Мало-помалу батюшка наш совсем разум свой пропил. Как нагрянет, так, знай, чего-нибудь из дому стащит — право, ровно мы ему чужие. Сейчас мешок набьет, на базар снесет и за гроши все там и оставит. А скажешь против — бунтует, ударить норовит.
Стала у нас изба совсем голая. Вроде и взять с нас более нечего, а ему винца все одно хочется — батюшка тогда продал рожь нашу на корню и землицу нашу — последний кусок хлеба отнял.
Хочешь, ложись и помирай, хочешь, караул кричи.
Но тут народ в деревне дознался — слава богу, помогли.
Собрали они перво-наперво сходку и батюшку от нас отлучили (без него, сам-то он опять в бегах находился). Лишили его на нас прав, а нам назначили дяденьку опекуном. Почте-е-енный такой дядечка, забыла только, как звали, — спасибо, не дал помереть.
Да и я уж поднялась, в силу пошла, небось пятнадцать-то стукнуло. Живая, помню, верткая, за десятерых любую работу могла да еще и на танцульки время находила. Веселая я была, петь, плясать, поозорничать маленько — шибко любила. Женихов, помню, — в каждой деревне, а в какой даже и два.
Однако разлюбезный один был из всех — Коленька с Бугайлова. Беда только — пропал он, как прознал, что меня посулили за Ивана отдать. Где сейчас — жив ай нет? И по сей день его с душой вспоминаю. После Коли не было у меня ни с кем такой ласки.
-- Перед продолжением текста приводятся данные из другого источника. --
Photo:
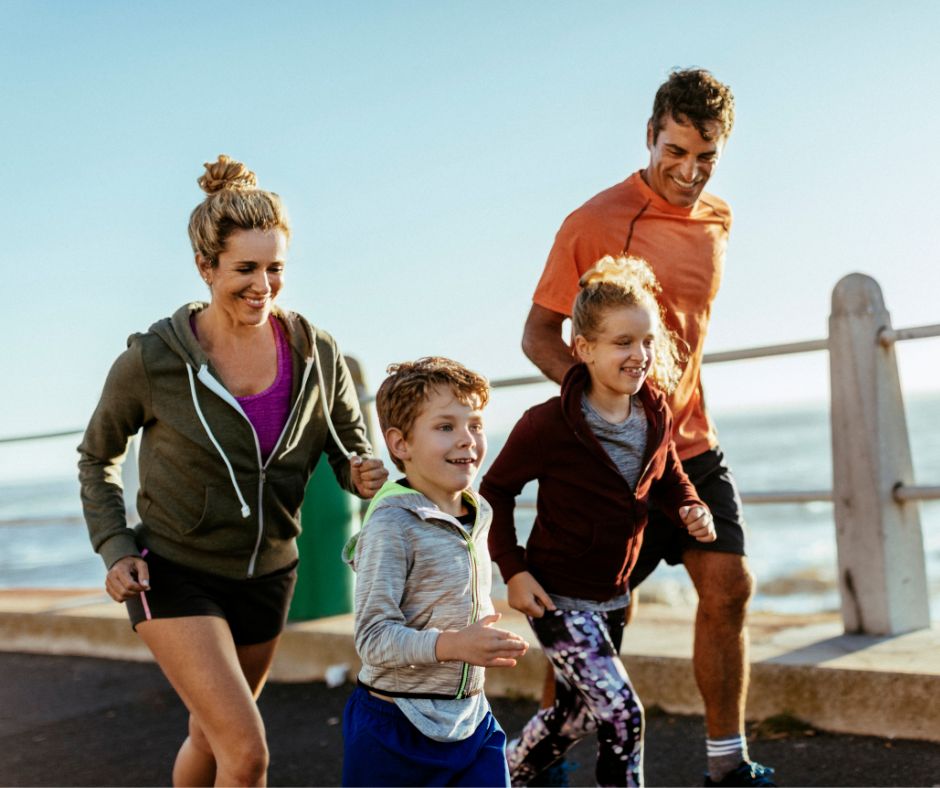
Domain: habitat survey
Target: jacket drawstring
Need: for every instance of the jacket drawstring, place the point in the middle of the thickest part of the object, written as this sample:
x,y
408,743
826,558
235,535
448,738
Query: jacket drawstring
x,y
246,511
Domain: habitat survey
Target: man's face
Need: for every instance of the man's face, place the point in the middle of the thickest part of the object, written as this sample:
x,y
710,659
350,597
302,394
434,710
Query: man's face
x,y
681,160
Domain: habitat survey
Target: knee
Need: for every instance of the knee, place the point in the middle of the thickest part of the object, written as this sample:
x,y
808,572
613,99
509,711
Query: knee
x,y
728,597
250,764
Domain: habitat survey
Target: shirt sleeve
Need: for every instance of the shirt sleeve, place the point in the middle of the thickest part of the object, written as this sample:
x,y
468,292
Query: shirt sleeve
x,y
519,462
383,639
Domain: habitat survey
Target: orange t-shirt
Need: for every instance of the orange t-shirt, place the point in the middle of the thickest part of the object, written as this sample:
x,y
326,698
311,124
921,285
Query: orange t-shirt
x,y
685,247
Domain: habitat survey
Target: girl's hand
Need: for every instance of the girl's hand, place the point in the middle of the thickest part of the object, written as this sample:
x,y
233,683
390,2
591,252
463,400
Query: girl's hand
x,y
527,596
481,644
368,475
127,577
698,522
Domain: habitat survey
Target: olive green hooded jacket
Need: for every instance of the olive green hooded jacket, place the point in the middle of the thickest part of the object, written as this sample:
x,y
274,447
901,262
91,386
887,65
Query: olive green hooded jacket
x,y
207,500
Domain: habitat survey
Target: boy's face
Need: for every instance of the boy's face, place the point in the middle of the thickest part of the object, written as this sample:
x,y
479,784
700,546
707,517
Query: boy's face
x,y
445,447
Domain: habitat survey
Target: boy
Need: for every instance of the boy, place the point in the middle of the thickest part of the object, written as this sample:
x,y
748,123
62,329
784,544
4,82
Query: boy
x,y
424,618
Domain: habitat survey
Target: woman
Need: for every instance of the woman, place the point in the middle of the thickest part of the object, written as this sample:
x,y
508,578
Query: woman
x,y
237,400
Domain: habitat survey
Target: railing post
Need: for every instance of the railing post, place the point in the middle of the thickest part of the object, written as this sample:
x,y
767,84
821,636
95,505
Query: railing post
x,y
882,572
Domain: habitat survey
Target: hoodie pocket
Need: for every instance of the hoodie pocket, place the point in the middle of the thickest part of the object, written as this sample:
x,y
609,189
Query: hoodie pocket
x,y
221,526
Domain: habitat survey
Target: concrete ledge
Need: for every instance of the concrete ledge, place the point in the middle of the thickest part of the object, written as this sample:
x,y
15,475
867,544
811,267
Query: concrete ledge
x,y
800,665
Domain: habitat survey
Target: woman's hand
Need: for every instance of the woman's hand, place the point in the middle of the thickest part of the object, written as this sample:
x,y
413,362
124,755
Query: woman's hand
x,y
527,596
368,475
698,522
127,577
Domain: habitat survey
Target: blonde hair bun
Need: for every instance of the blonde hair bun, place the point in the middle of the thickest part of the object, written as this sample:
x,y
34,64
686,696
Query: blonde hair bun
x,y
628,272
226,173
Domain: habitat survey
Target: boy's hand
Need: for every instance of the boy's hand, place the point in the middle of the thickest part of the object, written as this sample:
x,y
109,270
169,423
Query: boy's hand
x,y
698,522
527,596
368,475
481,644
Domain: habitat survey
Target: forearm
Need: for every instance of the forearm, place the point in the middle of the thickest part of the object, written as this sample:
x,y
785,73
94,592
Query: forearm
x,y
544,347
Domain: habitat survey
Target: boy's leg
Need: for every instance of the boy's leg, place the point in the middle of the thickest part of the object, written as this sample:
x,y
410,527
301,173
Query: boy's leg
x,y
488,767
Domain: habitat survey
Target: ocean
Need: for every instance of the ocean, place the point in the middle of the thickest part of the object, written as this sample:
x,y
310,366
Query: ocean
x,y
791,547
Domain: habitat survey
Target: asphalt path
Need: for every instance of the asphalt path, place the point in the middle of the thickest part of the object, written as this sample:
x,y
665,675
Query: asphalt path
x,y
70,721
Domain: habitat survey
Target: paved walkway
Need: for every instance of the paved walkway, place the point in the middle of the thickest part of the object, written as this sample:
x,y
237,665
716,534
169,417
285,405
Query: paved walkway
x,y
76,721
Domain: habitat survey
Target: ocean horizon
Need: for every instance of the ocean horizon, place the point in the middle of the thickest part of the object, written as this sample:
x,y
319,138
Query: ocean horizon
x,y
791,547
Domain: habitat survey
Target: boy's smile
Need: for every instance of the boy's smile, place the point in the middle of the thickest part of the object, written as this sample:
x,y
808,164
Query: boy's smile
x,y
443,450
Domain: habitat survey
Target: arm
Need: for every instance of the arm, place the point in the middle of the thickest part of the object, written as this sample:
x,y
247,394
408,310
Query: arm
x,y
121,411
360,475
543,344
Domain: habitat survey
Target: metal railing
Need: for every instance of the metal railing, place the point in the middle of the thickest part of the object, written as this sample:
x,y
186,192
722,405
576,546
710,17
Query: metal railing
x,y
871,493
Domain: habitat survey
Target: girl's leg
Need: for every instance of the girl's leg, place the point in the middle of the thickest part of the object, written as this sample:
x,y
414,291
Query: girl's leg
x,y
218,683
580,646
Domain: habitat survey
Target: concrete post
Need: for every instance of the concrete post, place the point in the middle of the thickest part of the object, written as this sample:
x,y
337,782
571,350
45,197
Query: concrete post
x,y
882,572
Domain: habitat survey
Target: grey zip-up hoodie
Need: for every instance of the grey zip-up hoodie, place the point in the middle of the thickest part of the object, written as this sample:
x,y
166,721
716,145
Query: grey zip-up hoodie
x,y
420,572
207,500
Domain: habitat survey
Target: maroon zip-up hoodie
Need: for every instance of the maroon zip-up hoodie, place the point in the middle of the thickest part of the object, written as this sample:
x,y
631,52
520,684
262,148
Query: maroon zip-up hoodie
x,y
589,522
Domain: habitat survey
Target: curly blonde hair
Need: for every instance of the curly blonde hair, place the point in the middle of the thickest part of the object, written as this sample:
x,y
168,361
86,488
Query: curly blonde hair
x,y
234,202
627,281
410,384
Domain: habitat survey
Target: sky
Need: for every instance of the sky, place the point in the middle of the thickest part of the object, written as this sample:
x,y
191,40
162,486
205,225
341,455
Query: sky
x,y
427,153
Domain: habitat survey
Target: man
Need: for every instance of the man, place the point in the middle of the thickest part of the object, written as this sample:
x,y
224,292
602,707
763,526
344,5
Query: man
x,y
663,214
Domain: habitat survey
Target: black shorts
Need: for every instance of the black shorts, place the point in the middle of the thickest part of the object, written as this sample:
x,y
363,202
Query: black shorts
x,y
255,608
666,541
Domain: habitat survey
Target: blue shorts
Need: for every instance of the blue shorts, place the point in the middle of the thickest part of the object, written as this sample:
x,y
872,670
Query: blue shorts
x,y
382,747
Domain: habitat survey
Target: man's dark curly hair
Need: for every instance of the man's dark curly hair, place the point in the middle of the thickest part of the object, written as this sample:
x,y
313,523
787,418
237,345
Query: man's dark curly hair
x,y
693,95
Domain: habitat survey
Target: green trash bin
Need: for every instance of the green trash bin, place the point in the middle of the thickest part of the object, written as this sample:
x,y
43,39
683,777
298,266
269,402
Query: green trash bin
x,y
329,516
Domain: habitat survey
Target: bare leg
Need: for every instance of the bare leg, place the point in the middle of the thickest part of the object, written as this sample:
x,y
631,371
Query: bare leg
x,y
218,682
724,584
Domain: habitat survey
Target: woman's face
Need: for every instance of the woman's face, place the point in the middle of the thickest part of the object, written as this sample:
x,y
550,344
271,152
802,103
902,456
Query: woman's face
x,y
248,276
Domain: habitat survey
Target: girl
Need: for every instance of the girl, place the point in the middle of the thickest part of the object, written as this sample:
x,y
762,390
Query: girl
x,y
600,452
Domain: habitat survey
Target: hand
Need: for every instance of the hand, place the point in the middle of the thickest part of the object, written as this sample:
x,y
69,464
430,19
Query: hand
x,y
527,596
368,475
481,644
127,577
698,522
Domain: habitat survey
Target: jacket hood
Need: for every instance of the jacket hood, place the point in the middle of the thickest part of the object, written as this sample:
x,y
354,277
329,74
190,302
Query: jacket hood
x,y
395,495
576,382
177,333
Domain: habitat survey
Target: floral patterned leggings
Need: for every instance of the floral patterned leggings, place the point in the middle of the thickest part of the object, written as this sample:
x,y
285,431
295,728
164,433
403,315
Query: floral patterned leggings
x,y
592,693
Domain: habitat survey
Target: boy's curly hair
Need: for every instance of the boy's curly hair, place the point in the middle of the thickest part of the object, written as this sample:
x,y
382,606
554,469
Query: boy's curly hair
x,y
409,386
693,95
627,281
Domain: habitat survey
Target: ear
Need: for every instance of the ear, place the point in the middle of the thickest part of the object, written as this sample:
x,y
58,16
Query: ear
x,y
397,445
583,348
204,267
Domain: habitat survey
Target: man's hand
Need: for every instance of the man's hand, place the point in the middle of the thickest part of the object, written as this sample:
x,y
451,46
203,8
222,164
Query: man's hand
x,y
481,644
698,522
127,577
527,596
368,475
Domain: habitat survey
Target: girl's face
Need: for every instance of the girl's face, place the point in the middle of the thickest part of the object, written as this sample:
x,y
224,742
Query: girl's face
x,y
621,355
248,275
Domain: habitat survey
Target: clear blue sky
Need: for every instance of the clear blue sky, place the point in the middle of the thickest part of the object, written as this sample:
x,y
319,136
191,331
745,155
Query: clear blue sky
x,y
427,153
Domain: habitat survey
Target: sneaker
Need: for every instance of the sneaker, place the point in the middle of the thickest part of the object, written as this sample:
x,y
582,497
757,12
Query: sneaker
x,y
747,773
555,775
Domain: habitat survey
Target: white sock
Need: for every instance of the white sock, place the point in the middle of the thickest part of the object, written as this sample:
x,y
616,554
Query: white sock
x,y
724,755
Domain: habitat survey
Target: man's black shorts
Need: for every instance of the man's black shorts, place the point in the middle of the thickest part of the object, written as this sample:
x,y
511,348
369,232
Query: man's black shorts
x,y
665,541
255,608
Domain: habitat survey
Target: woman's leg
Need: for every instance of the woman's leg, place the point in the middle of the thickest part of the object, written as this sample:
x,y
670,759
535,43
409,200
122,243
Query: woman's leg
x,y
219,683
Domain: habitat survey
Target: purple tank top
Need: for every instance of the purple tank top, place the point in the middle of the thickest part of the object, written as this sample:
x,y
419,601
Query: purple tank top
x,y
268,410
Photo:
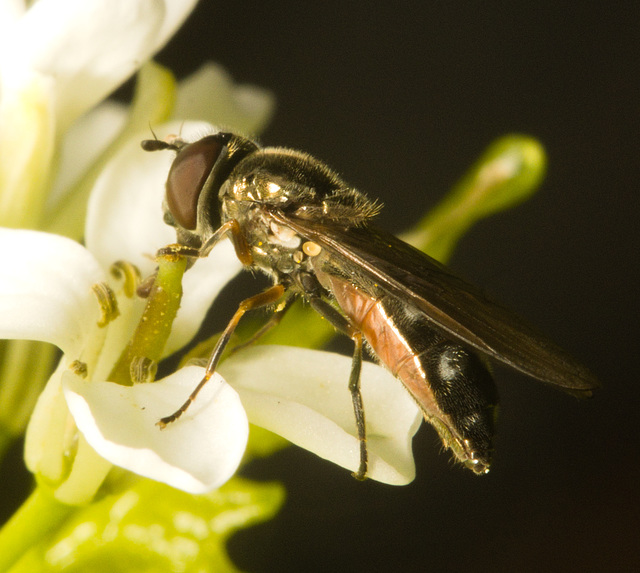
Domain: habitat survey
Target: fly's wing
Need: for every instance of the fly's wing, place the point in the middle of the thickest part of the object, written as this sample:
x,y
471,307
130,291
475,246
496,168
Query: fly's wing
x,y
452,304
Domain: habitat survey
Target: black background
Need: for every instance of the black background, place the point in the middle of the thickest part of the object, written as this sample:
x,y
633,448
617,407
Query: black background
x,y
401,99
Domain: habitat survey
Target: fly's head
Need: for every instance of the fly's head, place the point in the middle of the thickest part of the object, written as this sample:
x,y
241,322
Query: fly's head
x,y
197,174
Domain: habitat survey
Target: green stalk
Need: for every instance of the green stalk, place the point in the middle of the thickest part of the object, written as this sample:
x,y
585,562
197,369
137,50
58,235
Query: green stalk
x,y
38,517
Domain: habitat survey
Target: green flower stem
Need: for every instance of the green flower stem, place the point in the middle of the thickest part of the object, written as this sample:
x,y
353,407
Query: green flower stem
x,y
153,103
38,517
26,150
148,342
508,173
23,378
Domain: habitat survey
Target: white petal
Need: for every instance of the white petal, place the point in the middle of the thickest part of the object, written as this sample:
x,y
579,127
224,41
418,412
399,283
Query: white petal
x,y
197,453
84,142
210,94
45,289
176,12
88,46
10,13
124,216
125,221
303,395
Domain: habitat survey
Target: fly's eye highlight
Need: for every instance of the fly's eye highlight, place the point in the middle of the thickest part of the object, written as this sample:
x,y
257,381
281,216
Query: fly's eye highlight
x,y
187,176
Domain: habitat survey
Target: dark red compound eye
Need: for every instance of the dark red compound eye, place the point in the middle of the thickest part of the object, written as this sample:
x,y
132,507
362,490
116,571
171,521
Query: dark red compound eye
x,y
188,174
Сидим с ним, бывало, обнявшись, — до зорьки, и глаз друг с дружки не сводим. Глядь, уж петух — никак не распрощаемся.
Помню, Мавра ши-и-ибко бранилась, если когда услышит, как я от Коленьки поутру в окно лезу. «Ай ты гадина, гадина такая, это что ты делаешь? У тебя ж сестер полон дом, окаянная — погубила ты их, растрепа безалаберная», — а я вроде как и не слышу, пускай, думаю, бранится себе. На душе сладко-сладко — все Коленька мой грезится. Ох и золотой парень был, ласковый, пригожий. Дай-то ему бог, чтоб все у него складно вышло.
Батюшка наш вскорости опять объявился. Как прослышал, что больше вроде и не отец нам, совсем чумным сделался. «Отец я вам, — кричал он, и плакал, и в грудь себя кулаком бил, — я вам отец, нехристи». Удумал, вишь, глупый, замуж меня пристроить. Да не спросясь совета, сам, вроде как хорошее дело сделать, отцовское. Сейчас коровку нашу на базар отвел, кормилицу нашу, а выручку соседу отнес — это за меня, значит, приданое, чтоб он меня в жены взял. А того не рассудил, старый, что никуда мне покуда из дома нельзя. Покуда Мавра на мне — куда ж мне с ней замуж-то? Разве ненужную прыть показал да всех нас без молока оставил.
А когда батюшка сам понял, что промашку дал, то обратно мое приданое у соседа забрал, напился без памяти и живым замерз. Зимой, вишь, случилось, мороз, стужа. Утром нашли его под мостом в ямке. Видно, шел-шел, упал и закоченел.
Похоронили мы его почти что без слез. А проводили с миром, как положено, зла не помнили. Он у нас и в церкви постоял — упросили батюшку, священника, опекунский совет денег дал и на гроб, и на венок, и на отпевание.
А Мавра, вишь, все не помирает.
Долго еще жила; должно, года три ай четыре. Потом и она померла.
Тут меня сейчас замуж и отдали. Ты не гляди на меня, сынок, старую, поглядел бы ты на меня молодую. Парни тогда из-за меня шибко друг дружку колотили, аж перья летели, а замуж — так и вовсе нарасхват.
Дядечка опекун легко меня выдал, да не одну, а сам-третей. Еще Катерина со мной да Татьяна, сестрички младшие, — куда ж их денешь? Со мной.